A question that might arise is:

Are the rotations always monothonic?

No! Let us plot the rotation angles along both the embedding dimensions and the token positions:

plt.figure(figsize=(8, 8))
sns.heatmap(torch.rad2deg(torch.angle(freqs_cis)).cpu().numpy(), cmap='viridis', cbar_kws={'label': 'Rotation Angle (degrees)'})
plt.title('Rotation Angles across Token Positions and Pair Dimensions')
plt.xlabel('Index of pair in embedding dimension')
plt.ylabel('Token Position')
plt.show()

Rotation Angles across Token Positions and Pair Dimensions

Notice that for many token positions, the rotation angles are not monothonic: they can oscillate between positive and negative values for the angles of rotation.

Extrapolation to longer sequences

Interestingly, it is possible to modify the RoPE mechanism to handle longer sequences than those encountered during training.

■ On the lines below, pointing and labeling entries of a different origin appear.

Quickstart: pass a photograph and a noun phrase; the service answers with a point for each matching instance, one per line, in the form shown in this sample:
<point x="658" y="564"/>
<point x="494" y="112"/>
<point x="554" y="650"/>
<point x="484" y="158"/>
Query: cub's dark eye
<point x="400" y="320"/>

Specifically, the mainstream approach to addressing extrapolation with LLMs involves modifying RoPE by replacing \(10000\), the base in \(10000^{-2(i-1)/d}\) in the original formulation with a larger value and providing longer fine-tuning text.

Sometimes, it is possible to even get away without fine-tuning on longer sequences (see here for an exampling involving LLaMA 3).

The main motivation is to spread out the positional embeddings, making them more distinct for longer sequences.